2 The believers at Lystra and Iconium spoke well of him. 3 Paul wanted to take him along on the journey, so he circumcised him because of the Jews who lived in that area, for they all knew that his father was a Greek.
Now surely that is a bit odd. Do you remember Acts 15:1-2?
1 Certain people came down from Judea to Antioch and were teaching the believers: ‘Unless you are circumcised, according to the custom taught by Moses, you cannot be saved.’ 2 This brought Paul and Barnabas into sharp dispute and debate with them. So Paul and Barnabas were appointed, along with some other believers, to go up to Jerusalem to see the apostles and elders about this question.
And how about the whole of the rest of that chapter? They had all agreed with Paul that Greek men should not be required to be circumcised.
Paul himself was still adamant about this when he wrote his letter to the Galatians – see chapter 2.
Timothy had been a Christian for some years and by now was a valued member of the church – Paul had no problem on that score. But he was of mixed race. His mother was a Jew but as his father was a Greek he could not have automatically been circumcised at birth. However as a child if his Mother and Grandmother were practising Jews they may well have taught Timothy to observe Jewish practices.

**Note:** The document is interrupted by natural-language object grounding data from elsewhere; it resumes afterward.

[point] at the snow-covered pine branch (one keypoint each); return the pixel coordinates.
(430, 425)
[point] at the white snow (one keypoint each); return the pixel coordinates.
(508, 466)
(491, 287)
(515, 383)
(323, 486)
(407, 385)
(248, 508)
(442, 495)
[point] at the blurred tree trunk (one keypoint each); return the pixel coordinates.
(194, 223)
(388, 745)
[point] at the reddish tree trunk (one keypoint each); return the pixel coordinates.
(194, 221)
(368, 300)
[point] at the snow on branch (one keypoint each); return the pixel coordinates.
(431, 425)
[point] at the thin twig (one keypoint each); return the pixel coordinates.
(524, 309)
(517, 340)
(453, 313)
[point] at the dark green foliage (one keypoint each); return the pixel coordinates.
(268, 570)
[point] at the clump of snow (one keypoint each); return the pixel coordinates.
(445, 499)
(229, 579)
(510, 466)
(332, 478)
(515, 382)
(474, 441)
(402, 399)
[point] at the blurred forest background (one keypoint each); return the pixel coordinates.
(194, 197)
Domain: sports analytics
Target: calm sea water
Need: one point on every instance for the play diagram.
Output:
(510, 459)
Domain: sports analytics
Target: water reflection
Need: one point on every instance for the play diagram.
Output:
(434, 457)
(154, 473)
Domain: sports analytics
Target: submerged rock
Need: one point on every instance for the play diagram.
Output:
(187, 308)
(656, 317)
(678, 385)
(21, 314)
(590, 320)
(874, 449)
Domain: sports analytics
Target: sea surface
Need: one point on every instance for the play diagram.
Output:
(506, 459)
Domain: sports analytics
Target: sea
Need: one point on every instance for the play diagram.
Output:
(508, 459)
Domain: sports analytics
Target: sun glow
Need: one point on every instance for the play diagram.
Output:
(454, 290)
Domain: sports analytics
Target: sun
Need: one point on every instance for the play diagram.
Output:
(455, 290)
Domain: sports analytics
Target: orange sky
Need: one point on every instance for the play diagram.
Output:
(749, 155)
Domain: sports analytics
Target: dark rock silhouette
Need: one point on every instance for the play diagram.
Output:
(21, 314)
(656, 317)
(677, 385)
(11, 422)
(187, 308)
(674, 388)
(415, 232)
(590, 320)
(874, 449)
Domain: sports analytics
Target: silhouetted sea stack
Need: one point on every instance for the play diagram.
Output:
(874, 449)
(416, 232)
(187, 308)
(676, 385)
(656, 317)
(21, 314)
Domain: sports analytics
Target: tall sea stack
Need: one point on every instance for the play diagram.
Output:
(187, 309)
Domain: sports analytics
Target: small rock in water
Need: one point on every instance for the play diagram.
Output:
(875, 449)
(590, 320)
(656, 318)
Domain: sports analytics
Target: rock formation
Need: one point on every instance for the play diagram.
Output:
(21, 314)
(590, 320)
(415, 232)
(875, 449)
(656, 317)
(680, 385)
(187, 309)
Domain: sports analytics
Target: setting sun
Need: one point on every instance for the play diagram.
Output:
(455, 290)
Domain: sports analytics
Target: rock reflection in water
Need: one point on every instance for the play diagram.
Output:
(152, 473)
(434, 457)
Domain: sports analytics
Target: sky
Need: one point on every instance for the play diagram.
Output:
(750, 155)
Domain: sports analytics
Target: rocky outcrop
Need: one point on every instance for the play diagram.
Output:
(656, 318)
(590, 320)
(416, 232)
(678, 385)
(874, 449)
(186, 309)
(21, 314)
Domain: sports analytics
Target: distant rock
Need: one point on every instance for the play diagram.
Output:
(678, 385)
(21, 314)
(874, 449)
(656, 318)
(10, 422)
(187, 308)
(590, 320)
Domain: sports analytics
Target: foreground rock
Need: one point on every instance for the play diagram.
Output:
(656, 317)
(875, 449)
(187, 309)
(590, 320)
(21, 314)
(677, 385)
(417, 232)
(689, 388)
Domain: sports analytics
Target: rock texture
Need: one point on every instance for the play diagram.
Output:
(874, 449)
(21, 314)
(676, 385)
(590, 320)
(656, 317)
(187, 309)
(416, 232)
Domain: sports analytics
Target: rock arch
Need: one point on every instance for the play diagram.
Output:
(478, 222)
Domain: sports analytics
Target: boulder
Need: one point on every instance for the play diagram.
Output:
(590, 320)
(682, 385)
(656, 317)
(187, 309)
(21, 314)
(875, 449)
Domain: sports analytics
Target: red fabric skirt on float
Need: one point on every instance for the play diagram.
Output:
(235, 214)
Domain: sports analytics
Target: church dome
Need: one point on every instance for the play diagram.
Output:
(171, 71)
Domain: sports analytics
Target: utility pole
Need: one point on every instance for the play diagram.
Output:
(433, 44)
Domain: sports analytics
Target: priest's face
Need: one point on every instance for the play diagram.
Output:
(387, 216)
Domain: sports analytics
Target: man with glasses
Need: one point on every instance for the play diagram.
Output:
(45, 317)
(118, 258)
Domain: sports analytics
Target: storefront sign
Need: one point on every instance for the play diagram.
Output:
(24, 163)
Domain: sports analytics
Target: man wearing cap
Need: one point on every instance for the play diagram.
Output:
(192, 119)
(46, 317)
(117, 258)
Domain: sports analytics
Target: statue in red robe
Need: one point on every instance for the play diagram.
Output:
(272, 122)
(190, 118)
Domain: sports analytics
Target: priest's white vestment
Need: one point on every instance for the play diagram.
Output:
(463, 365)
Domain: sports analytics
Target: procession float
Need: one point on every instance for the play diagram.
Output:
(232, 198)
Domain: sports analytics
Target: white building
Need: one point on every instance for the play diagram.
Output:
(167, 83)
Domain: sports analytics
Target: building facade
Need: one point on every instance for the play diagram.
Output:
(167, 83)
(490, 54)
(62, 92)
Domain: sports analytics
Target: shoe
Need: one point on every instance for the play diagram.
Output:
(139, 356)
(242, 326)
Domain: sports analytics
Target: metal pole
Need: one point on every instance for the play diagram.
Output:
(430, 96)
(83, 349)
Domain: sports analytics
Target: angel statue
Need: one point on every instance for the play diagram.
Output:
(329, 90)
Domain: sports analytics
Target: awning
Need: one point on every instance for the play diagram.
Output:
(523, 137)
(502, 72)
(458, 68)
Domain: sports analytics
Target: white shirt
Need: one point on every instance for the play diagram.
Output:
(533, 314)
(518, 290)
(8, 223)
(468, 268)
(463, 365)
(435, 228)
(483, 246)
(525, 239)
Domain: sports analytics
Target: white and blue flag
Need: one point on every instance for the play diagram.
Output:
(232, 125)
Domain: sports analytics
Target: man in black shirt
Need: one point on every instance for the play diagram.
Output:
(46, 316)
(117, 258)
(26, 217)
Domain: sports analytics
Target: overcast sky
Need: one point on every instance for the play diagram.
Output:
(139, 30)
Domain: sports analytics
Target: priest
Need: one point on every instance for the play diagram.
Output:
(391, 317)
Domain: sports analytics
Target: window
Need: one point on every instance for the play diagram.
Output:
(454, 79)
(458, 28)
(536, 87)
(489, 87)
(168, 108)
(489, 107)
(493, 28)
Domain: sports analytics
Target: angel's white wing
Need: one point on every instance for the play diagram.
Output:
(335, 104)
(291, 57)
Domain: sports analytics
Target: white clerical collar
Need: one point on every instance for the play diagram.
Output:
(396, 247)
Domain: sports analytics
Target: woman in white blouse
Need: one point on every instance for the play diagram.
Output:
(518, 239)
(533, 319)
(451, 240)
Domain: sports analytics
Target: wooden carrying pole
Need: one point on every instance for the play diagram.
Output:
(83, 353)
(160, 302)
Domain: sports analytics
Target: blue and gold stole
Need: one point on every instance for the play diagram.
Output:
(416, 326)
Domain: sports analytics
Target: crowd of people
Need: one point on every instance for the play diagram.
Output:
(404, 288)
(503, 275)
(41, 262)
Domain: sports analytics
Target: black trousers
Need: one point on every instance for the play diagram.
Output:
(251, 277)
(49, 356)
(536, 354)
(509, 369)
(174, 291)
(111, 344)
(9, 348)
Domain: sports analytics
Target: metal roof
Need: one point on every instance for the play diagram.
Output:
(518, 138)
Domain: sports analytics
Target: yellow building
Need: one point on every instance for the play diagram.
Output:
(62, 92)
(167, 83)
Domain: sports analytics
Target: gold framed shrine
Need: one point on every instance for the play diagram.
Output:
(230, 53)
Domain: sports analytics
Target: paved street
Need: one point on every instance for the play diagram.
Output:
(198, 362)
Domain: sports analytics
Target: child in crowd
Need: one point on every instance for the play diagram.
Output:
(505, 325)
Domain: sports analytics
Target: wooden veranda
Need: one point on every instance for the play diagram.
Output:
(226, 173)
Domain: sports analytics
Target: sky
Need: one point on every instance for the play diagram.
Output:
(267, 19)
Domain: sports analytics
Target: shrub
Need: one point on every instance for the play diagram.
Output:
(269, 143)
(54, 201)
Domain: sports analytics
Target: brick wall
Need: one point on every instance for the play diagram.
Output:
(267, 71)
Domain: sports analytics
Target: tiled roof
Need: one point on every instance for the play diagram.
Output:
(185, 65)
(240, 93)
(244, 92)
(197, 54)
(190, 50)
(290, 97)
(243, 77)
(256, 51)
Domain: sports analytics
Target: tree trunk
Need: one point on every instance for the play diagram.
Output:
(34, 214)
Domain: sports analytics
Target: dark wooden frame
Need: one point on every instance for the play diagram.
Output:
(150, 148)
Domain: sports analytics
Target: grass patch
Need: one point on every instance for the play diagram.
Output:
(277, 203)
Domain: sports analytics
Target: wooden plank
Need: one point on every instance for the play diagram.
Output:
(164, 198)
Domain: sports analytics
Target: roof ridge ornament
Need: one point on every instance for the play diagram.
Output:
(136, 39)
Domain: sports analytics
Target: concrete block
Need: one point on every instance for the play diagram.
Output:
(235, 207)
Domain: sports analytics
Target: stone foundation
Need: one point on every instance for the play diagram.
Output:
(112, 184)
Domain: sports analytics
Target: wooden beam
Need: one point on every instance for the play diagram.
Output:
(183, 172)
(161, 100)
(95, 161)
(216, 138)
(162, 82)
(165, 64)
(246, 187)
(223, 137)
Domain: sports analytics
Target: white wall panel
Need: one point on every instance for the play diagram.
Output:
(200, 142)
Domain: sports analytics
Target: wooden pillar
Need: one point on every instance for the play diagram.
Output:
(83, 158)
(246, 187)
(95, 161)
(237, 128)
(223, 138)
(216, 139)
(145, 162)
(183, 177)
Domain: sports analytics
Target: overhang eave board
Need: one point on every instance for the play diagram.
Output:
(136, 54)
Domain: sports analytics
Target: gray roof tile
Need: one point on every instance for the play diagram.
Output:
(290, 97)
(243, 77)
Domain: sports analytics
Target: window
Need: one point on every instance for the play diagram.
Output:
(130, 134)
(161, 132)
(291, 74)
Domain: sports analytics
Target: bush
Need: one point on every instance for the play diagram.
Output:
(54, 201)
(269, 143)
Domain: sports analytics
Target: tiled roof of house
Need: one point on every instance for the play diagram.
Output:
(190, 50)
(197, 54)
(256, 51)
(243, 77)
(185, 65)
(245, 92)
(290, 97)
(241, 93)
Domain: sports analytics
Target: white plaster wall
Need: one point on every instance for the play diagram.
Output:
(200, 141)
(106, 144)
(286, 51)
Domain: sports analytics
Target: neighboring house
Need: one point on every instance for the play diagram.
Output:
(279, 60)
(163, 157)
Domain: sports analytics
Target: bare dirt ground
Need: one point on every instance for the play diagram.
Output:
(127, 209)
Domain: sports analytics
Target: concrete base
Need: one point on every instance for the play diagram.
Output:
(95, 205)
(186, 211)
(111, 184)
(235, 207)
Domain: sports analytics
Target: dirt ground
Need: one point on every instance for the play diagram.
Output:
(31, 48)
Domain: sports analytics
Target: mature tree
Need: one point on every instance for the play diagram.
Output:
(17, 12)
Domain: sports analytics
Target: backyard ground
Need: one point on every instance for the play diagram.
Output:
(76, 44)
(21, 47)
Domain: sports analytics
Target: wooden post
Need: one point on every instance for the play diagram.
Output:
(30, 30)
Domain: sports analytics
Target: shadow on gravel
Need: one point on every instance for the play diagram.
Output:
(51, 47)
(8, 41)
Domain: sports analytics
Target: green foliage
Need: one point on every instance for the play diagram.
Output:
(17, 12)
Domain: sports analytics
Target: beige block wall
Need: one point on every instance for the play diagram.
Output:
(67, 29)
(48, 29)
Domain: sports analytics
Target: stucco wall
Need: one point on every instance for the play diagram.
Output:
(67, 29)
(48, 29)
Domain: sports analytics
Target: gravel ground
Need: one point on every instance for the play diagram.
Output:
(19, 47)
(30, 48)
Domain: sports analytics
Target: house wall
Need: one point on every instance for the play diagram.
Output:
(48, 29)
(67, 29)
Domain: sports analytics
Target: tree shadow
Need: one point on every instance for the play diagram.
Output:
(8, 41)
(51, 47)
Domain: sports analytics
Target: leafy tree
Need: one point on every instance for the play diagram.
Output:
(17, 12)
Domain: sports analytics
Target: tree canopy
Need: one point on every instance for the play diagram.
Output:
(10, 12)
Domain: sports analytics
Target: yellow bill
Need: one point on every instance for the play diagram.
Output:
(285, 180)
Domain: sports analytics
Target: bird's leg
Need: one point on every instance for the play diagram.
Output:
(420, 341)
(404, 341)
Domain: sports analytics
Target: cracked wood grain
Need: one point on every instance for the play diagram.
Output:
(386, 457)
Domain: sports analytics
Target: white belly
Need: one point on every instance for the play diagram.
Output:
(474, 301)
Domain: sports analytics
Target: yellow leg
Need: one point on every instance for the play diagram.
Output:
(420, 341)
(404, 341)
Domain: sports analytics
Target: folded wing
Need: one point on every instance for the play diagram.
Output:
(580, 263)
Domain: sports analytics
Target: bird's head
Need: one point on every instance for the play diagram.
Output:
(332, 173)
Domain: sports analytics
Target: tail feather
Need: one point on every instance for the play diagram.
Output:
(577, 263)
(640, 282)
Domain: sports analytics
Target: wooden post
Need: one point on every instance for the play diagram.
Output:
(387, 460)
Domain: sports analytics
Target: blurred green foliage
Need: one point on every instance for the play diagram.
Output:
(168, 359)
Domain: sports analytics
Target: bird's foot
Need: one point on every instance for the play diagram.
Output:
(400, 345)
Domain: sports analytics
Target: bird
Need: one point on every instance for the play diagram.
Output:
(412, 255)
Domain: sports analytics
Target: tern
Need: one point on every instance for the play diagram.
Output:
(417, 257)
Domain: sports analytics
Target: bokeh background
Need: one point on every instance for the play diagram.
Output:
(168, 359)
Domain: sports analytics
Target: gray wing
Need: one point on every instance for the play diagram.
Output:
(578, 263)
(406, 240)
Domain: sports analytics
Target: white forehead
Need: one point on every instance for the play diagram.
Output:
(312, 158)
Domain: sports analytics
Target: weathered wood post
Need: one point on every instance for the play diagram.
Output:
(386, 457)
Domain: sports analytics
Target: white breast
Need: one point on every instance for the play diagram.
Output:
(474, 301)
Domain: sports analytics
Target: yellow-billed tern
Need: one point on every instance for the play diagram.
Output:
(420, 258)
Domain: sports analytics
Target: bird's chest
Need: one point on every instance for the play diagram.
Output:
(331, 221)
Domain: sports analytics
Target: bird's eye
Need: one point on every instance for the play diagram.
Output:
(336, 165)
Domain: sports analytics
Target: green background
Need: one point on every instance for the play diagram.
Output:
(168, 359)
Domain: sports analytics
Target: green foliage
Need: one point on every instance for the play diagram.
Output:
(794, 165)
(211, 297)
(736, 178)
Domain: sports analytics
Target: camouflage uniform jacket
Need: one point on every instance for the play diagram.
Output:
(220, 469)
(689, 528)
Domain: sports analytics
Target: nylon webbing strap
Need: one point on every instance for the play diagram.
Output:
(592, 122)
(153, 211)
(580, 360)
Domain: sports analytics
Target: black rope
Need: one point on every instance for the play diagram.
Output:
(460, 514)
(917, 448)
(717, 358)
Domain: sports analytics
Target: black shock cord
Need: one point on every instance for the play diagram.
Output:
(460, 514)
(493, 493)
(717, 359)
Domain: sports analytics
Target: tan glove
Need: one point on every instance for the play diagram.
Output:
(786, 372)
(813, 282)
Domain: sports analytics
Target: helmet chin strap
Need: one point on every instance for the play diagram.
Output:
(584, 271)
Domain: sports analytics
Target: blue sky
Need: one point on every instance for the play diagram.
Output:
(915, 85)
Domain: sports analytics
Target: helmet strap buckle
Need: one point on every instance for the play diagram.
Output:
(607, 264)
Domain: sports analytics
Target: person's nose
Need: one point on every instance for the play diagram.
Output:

But as he grew up he would not be able to participate fully in the Synagogue, and there is a hint in verse 3 that the local Jews would have known that – and the reason for it. Now, as an adult, he could choose to adopt the Jewish nationality of his mother. Travelling with Paul, whose custom was first to visit the local synagogues, it would simply be much easier if Timothy could join him as a Jew, however before he could do so he would have to conform to this most fundamental ritual.
4 As they travelled from town to town, they delivered the decisions reached by the apostles and elders in Jerusalem for the people to obey. 5 So the churches were strengthened in the faith and grew daily in numbers.
Possibly this was a time when Paul was able to think through the implications of the basic message: that ‘it is by grace you have been saved, through faith – and this is not from yourselves, it is the gift of God – not by works, so that no one can boast’ (Ephesians 2:8-9). This was to be a theme in many of his letters.